Wikipedia states that:

We denote the integral of an extended Borel function $f$ as following:
$$ \int _{\Omega} f d\mu = \int _{\Omega} f^+ d\mu - \int _{\Omega}f^- d\mu $$

But here there is seemingly no constraint on what our choice of Measure $\mu$ is.
Whereas, I have previously been led to believe that the Lebesgue Integral specifically refers to integration with respect to the Lebesgue Measure $m$ on $\mathbb{R}$.
I would be interested in knowing which of these these is correct or if I am possibly misunderstanding something. And if Lebesgue integration is the more general claim of integration with respect to any measure, then does this not mean that we have multiple different Lebesgue integrals depending on our choice of measure?
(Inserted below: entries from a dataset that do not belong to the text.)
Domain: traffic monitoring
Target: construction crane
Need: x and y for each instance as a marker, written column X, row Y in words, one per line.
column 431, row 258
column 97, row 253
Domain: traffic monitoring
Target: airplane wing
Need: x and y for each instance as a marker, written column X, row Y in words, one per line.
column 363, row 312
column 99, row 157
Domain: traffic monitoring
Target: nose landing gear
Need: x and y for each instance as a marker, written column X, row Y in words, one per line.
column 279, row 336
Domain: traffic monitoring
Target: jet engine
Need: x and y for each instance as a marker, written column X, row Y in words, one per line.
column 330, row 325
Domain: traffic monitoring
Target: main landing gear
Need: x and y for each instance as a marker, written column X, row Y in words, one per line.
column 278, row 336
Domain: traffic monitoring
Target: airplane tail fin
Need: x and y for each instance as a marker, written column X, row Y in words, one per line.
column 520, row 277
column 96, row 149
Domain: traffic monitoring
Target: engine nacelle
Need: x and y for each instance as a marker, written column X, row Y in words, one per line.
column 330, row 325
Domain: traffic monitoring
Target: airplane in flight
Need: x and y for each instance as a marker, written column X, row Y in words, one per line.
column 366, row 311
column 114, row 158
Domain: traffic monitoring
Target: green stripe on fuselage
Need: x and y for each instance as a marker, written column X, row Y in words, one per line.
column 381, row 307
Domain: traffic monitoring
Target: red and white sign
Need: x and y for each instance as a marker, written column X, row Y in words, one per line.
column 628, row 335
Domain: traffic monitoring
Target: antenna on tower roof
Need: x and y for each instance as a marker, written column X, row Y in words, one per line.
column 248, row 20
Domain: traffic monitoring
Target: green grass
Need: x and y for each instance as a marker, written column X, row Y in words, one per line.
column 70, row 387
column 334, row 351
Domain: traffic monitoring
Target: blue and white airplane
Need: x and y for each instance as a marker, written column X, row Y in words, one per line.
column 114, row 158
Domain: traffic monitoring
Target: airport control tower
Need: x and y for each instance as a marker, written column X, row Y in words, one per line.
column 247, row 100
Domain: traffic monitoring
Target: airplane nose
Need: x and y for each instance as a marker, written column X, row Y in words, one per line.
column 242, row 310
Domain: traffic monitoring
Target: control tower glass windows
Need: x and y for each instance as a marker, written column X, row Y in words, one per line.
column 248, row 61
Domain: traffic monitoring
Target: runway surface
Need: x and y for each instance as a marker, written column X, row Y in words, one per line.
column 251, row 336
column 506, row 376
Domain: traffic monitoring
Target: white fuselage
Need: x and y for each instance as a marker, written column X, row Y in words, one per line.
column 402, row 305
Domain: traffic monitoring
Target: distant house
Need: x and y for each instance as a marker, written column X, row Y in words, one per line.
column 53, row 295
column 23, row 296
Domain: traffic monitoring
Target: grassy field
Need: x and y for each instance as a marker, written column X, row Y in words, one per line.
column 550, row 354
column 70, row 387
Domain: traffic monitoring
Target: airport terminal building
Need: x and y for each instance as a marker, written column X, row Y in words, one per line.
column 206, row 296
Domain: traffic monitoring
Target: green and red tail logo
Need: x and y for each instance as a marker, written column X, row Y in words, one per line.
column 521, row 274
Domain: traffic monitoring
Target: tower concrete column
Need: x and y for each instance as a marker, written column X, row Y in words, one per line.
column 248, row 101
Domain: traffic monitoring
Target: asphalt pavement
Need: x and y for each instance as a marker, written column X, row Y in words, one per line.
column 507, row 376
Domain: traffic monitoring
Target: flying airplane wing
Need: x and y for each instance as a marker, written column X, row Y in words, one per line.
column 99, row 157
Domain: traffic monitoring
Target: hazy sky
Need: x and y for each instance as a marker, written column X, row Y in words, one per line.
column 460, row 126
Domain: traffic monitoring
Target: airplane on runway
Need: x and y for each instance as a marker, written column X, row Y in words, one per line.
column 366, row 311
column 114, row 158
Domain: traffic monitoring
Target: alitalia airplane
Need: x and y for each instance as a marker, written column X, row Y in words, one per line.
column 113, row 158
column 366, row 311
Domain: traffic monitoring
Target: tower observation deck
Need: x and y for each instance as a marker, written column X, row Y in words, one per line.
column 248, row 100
 A: We define the (Lebesgue) integral with respect to an arbitrary measure space $(X,\mathcal{M},\mu)$, where $X$ is a set, $\mathcal{M}$ is a $\sigma$-algebra of subsets of $X$, and $\mu$ is an arbitrary measure. If we let $(X,\mathcal{M},\mu)=(\mathbb{R}^n,\mathcal{L},m)$, where $m$ is the Lebesgue measure and $\mathcal{L}$ is the Lebesgue measurable subsets of $\mathbb{R}^n$, we get one possible integral, but we could just as easily take $\mu=\mu_c$, the counting measure on $\mathbb{R}^n$ (where $\mu(A)$ is equal to the number of points in $A$), and $\mathcal{M}=2^X$, so that $\int_A f d\mu_c= \sum_{x_a \in A}f(x_a)$.
In the context of measure theory, we usually just use the term "integral" to refer to the integral defined above, and talk about the "integral with respect to the Lebesgue measure" when talking about the special case mentioned in your question, though this could also just be called the "integral" when the measure space is clear from context.
Edit: One more thing, the definition you give is the way you get from the integral defined for positive functions to the more general definition, and that isn't really important for your question. The definition you should make sure you understand is the one involving the suprema of integrals of simple functions; the definition you give follows very naturally after you understand this.